New Delhi, Aug. 10: The Supreme Court has dissolved a trust that ran a hospital for Bhopal gas victims following a controversy involving the former judge who headed it.

The court has handed over the accounts and management of the 350-bed super-speciality hospital to the health ministry.

The Bhopal Memorial Hospital Trust was created with funds from Union Carbide, whose plant leaked the gas, under the apex court’s orders in 1988. It came under a cloud after former Chief Justice of India A.H. Ahmadi took over as its lifetime chairman following his retirement in March 1997.

Justice Ahmadi had been part of a bench that had in 1996 diluted the charges against the gas-leak accused from a penal code section that carried a 10-year term to one that allowed only two years’ imprisonment.

This meant that when the accused were convicted in June 2010, they received only two-year terms, provoking public outrage. The trial court gave them bail the same day and they walked free.

Justice Ahmadi had already faced severe flak for saying that no review petition had ever been filed in the 1996 case — a claim contested by the victims’ families and NGOs. He came under further criticism after the June 2010 sentencing by the trial court.

Critics questioned the propriety of a judge who had diluted the charges against Union Carbide officials continuing to head a trust created with funds provided by the company.

Justice Ahmadi denied suggestions of impropriety but resigned soon afterwards. He sent an application to the Supreme Court requesting permission to quit the post. The handover process, however, took a long time and was completed only yesterday, with the court dissolving the trust with effect from July 19, 2010.
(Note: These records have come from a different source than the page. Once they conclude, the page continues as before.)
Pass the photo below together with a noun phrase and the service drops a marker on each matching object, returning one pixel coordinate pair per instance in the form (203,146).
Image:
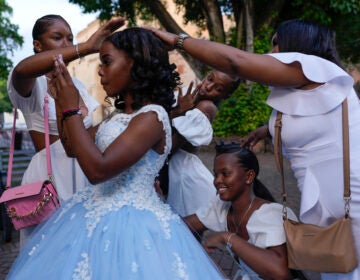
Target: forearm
(43,62)
(269,264)
(81,145)
(259,68)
The bench of Chief Justice S.H. Kapadia and Justices A.K. Patnaik and Swatanter Kumar cited no reason for their decision. Court watchers, however, speculated that the objective was to side-step the controversy involving a former apex court judge.

The trust now has a corpus of Rs 436.47 crore. The auditor-general of Madhya Pradesh will now audit the hospital’s accounts annually.

Yesterday, the top court also decided to end its monitoring of schemes for the gas victims, after patting itself on the back for its role in ensuring they received proper help and rehabilitation. The Madhya Pradesh High Court will now monitor all such schemes.

The Supreme Court cited how “avoidable disasters resulting from human error/negligence... cause irretrievable damage to the health and environment for generations”.

“In such situations and where the laws are silent or are inadequate, the courts have unexceptionally stepped in to bridge the gaps, to provide for appropriate directions and guidelines,” it said.

“The Bhopal gas tragedy is a glaring example of such imbalances and adverse impacts where, by court’s intervention, poor and destitute have been provided relief and rehabilitation.”

As far back as July 1987, a scientific panel had estimated that the victims of the 1984 gas leak’s environmental effects numbered five lakh.